GE: There is purpose in the universe. I’m not saying it’s built into the laws of physics. It’s not built into the laws of physics, but it comes into existence, and there isn’t any question it comes into existence. How does it come into existence? Well, my position on that is that the possibility of meaning is built into some of those possibility spaces. The possibility of meaning was there before the universe came into existence, and so therefore, in a sense, the universe was expecting meaning to arrive. And I think that that is, once you start thinking about it, a logically incontrovertible position. There is meaning in the universe. That is only possible if it’s possible to have meaning, which means one of those possibility spaces I’m talking about had the possibility of meaning in it.
So the deep question, the deep question of cosmology, is why are those possibility spaces what they are? And the theological position is very persuasive in many ways for this, because the purely physical argument doesn’t begin to touch a lot of what is going on in the universe we see around us in our daily lives.
Ard: I think that’s right. You need to think theologically.
David: No! No! George is saying the opposite! I don’t need to think theologically. I don’t need God. I just need to have this realm of ideas, which is where…
Ard: But the question is, where did this realm of ideas come from? The theological explanation makes the most sense.
GE: I think you can defend with absolute certainty, as it were, once you’ve thought this through, the existence of these possibility spaces.

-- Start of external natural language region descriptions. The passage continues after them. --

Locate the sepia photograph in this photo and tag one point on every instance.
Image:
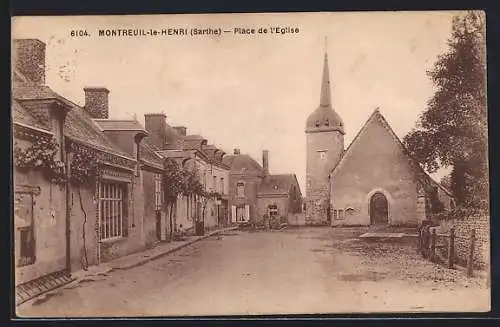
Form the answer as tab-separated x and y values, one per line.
255	164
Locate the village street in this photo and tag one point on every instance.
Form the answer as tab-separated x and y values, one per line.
308	270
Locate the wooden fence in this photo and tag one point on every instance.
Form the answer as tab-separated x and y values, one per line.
440	248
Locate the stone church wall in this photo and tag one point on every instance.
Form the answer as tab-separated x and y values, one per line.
318	169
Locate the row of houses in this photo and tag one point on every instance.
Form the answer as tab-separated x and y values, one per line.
111	201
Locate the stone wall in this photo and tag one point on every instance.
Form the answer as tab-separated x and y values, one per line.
463	227
375	163
49	223
324	150
281	202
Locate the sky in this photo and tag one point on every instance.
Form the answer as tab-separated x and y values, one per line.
251	91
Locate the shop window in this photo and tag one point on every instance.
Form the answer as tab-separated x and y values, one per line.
273	210
240	189
158	192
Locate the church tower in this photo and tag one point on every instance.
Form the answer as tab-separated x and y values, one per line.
325	145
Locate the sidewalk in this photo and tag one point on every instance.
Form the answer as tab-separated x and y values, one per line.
130	261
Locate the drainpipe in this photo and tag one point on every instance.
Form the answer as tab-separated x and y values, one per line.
66	158
68	212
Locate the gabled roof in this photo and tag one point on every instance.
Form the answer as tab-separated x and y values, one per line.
377	115
149	156
78	123
119	125
277	184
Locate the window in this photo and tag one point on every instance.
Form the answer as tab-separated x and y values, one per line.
25	238
273	210
112	210
158	192
240	189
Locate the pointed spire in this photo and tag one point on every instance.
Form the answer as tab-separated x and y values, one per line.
325	99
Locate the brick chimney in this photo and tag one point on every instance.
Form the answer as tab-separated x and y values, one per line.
181	130
265	162
96	102
156	126
28	57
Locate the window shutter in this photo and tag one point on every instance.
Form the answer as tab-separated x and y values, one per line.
233	214
247	212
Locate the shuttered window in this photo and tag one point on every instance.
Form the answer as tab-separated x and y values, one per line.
112	211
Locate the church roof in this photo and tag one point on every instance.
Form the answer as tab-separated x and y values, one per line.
242	163
324	118
277	184
377	115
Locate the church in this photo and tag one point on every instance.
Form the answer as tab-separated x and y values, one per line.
373	181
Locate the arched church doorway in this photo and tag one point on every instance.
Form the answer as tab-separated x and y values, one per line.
379	210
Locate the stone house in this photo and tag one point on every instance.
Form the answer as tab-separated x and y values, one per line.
59	227
373	181
254	192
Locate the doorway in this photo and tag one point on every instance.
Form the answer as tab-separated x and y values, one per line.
158	225
379	210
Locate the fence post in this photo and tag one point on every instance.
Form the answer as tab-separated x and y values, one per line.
433	245
451	248
470	258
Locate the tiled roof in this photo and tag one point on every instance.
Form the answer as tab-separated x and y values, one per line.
119	125
23	116
276	184
78	124
241	162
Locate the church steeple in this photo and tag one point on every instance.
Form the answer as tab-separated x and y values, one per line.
324	118
325	98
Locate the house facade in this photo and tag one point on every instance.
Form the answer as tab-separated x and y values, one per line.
110	205
254	193
373	181
193	152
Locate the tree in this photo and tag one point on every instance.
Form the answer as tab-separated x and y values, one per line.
452	131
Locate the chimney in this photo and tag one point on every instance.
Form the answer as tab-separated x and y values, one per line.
96	102
156	125
28	57
180	129
265	162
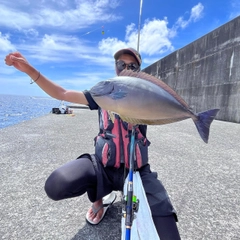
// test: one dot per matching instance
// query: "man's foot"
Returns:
(99, 208)
(94, 214)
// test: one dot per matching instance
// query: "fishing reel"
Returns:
(135, 206)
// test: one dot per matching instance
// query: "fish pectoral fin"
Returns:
(118, 95)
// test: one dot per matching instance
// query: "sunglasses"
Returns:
(121, 65)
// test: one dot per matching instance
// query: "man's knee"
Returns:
(53, 186)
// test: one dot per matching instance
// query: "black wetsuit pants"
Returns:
(86, 174)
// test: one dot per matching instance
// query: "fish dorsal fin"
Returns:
(156, 81)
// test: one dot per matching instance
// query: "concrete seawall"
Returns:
(206, 73)
(202, 179)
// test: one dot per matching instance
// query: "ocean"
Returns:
(16, 109)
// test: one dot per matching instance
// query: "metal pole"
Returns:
(139, 24)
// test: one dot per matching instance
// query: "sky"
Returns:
(72, 42)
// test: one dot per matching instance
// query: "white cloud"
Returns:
(154, 38)
(5, 44)
(63, 14)
(196, 14)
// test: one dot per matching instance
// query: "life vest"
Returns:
(112, 145)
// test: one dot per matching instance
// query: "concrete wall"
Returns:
(206, 73)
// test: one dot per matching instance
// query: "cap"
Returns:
(130, 51)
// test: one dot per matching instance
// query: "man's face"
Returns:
(126, 61)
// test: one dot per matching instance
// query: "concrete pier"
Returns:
(202, 179)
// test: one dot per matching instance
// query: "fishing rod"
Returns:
(139, 24)
(131, 202)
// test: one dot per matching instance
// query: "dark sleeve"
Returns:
(91, 103)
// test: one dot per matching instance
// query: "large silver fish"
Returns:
(140, 98)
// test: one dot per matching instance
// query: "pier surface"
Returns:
(203, 180)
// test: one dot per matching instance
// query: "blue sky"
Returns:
(72, 42)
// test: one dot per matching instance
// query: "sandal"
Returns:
(107, 202)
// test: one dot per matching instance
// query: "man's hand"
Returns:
(18, 61)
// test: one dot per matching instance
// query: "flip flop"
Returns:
(108, 200)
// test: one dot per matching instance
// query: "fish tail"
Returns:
(203, 122)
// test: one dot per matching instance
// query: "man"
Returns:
(103, 172)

If you ask where do they come from, you’re then in a realm of speculation where everything is right open and I…
Ard: We think a theological explanation is a good one but you don’t, yeah, as long as you… you don’t have to buy into that if you don’t feel it.
GE: If you have someone who says there is no meaning in the universe, I can only say they are just ignoring all of everyday life.
David: That’s the feeling I’ve had all along.
GE: If you want to ignore all of everyday life, that’s fine, but then don’t tell me you’ve got an adequate theory of the way the universe is because you haven’t.
David: Yeah, that’s exactly how I felt all along because it does feel like just explaining away the things which your present bit of science has a difficulty explaining, it just seems to be not…
GE: It’s one of those tricks: someone tells you what questions you’re allowed to ask and what you’re not allowed. Where do they get the authority to tell you what questions you’re allowed to ask and what you’re not allowed to ask?